Efficient Energy Theft Detection Utilizing Hierarchical Federated Learning
Why this work is in the frame
A frame that forgets how it found something cannot be audited. These are the routes that admitted this work.
Bibliographic record
Abstract
Energy theft in smart grids is a widespread challenge that impacts utility providers and consumers. It undermines the financial stability of utility companies, introduces electrical safety risks, and contributes to increased energy costs. The advancement of machine learning (ML) combined with the amount of data produced by smart grids can help resolve the problem by building efficient detection ML models. Data privacy is a hugely controversial issue in this case. Federated learning (FL) can be used to rescue as it enables the training of ML models while preserving data privacy by keeping data localized. However, it suffers compatibility issues, high communication costs, security threats, and scalability challenges.

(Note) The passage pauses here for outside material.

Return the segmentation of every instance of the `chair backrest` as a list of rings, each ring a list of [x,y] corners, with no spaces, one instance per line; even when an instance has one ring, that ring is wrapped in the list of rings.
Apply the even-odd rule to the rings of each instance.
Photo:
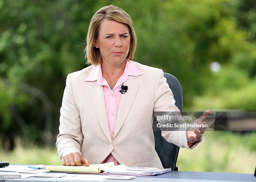
[[[164,76],[173,94],[175,105],[182,112],[183,111],[182,91],[179,82],[175,77],[167,73]],[[161,131],[156,126],[156,118],[154,118],[153,129],[155,138],[155,148],[165,168],[172,168],[172,170],[178,170],[176,166],[179,147],[173,143],[169,143],[162,136]]]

To address these limitations, this paper proposes to use hierarchical federated learning (HFL) for energy theft detection, where intermediate aggregations occur at edge servers, resolving compatibility issues, significantly reducing communication costs and enhancing scalability. It demonstrates how the novel HFL approach can efficiently manage and process data from distributed sources. Our experimental results demonstrate an 88% reduction in communication overhead and high scalability compared to FL. In terms of accuracy and computational efficiency, our approach is comparable to both FL and centralized ML.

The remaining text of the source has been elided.